JAKARTA – Kementerian Luar Negeri Republik Indonesia (Kemlu RI) menegaskan komitmennya untuk terus memantau dan merespons perkembangan situasi keamanan di kawasan Timur Tengah menyusul eskalasi konflik antara Amerika Serikat, Israel, dan Iran. Pemerintah memastikan pelindungan warga negara Indonesia (WNI) menjadi prioritas utama.
Melalui Direktorat Pelindungan WNI (PWNI) dan seluruh Perwakilan RI di kawasan, Kemlu RI mengimbau WNI agar tetap tenang, meningkatkan kewaspadaan, mengikuti arahan otoritas setempat, serta menjaga komunikasi secara berkala dengan perwakilan Indonesia terdekat.

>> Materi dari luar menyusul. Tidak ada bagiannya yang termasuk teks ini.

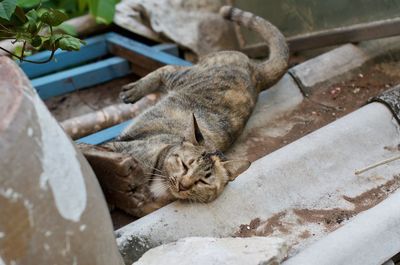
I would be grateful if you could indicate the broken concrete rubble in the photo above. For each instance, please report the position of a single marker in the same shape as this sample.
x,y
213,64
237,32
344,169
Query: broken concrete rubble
x,y
217,251
192,24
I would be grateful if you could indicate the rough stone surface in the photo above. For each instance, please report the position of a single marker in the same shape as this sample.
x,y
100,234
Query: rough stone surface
x,y
370,238
218,251
300,192
194,24
52,210
392,99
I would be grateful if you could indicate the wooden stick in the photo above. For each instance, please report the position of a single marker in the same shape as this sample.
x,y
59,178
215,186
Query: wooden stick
x,y
386,161
86,124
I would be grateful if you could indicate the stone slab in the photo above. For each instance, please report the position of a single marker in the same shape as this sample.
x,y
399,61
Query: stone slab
x,y
300,192
217,251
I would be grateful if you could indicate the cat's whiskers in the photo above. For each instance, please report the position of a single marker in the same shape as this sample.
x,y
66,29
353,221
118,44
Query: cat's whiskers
x,y
142,162
155,174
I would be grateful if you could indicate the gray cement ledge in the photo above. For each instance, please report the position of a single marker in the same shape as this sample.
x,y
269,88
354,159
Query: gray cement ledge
x,y
300,193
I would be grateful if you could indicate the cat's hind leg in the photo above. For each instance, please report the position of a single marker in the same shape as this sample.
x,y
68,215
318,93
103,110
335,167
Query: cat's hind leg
x,y
110,165
152,82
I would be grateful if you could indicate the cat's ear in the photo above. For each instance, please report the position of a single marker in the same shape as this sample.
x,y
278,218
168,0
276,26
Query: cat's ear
x,y
235,167
194,134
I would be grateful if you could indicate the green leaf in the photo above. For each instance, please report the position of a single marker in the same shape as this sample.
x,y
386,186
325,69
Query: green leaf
x,y
20,14
36,41
28,3
69,43
82,4
7,8
68,29
103,10
32,15
54,17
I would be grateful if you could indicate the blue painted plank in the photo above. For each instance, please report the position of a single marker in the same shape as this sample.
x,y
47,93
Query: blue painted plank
x,y
142,49
104,135
170,48
81,77
95,47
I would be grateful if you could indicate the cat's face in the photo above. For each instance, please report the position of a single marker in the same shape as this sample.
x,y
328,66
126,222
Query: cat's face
x,y
197,175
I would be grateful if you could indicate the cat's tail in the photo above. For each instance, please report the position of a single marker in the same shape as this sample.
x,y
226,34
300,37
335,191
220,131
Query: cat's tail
x,y
271,70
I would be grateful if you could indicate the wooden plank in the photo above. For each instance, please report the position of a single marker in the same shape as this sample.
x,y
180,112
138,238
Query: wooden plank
x,y
170,48
354,33
81,77
95,47
104,135
145,59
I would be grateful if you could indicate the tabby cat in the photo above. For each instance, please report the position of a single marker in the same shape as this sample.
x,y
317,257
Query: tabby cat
x,y
179,141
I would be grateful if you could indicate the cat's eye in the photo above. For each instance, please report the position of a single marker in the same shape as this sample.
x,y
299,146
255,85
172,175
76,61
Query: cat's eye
x,y
201,181
185,167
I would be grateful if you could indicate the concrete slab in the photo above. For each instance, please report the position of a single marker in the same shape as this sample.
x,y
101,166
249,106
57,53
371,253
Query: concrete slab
x,y
370,238
217,251
301,192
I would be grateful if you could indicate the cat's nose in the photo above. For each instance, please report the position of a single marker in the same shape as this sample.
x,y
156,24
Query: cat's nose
x,y
183,187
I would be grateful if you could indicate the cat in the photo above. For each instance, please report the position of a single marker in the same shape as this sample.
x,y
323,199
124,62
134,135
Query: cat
x,y
179,142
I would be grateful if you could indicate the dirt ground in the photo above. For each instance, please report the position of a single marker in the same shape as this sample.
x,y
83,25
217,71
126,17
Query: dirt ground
x,y
87,100
325,105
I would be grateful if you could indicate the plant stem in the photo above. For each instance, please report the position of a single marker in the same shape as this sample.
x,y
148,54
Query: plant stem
x,y
29,61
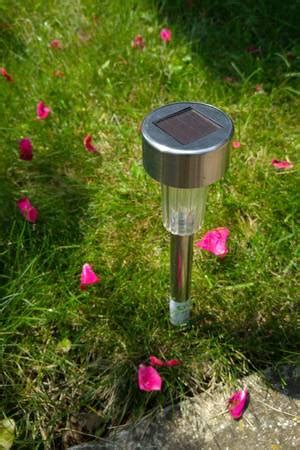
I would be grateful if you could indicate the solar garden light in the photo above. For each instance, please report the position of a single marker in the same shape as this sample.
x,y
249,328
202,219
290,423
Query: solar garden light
x,y
185,147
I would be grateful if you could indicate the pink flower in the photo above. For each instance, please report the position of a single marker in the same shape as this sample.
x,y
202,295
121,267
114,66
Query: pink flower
x,y
27,210
87,142
166,34
42,111
173,362
214,241
253,49
259,89
58,74
138,42
237,403
149,379
158,362
55,43
229,80
5,74
235,144
88,276
25,147
282,164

Bagi WNI yang menghadapi kondisi darurat atau mengalami kendala perjalanan, Kemlu RI menyediakan layanan hotline yang dapat dihubungi selama 24 jam. Berikut daftar lengkap nomor darurat yang dapat diakses:
Hotline Direktorat Pelindungan WNI Kemlu RI (Jakarta):
+62 812-9007-0027
Perwakilan RI di Arab Saudi:
-
KBRI Riyadh: +966 569173990
-
KJRI Jeddah: +966 503609667
Uni Emirat Arab:
-
KBRI Abu Dhabi: +971 566156259
-
KJRI Dubai: +971 564170333 / +971 563322611
Qatar:
-
KBRI Doha: +974 44657945 / +974 44664981 / +974 33322875
Kuwait:
-
KBRI Kuwait City: +965 97206060 / +965 97809760
Bahrain:
-
KBRI Manama: +973 38791650
Yordania:
-
KBRI Amman: +962 779150407
Irak:
-
KBRI Baghdad: +964 7769842020
Iran:
-
KBRI Tehran: +98 9914668845 / +98 9024668889
Lebanon:
-
KBRI Beirut: +961 70817310
Suriah:
-
KBRI Damaskus: +963 954444810
Kemlu RI juga mengimbau masyarakat Indonesia yang berencana bepergian melalui atau transit di kawasan Timur Tengah untuk mempertimbangkan kembali rencana perjalanan dan menundanya hingga situasi lebih kondusif.
Pemerintah menegaskan akan terus melakukan asesmen menyeluruh terhadap dinamika keamanan dan mengambil langkah yang diperlukan demi menjamin keselamatan serta kenyamanan seluruh WNI di kawasan tersebut.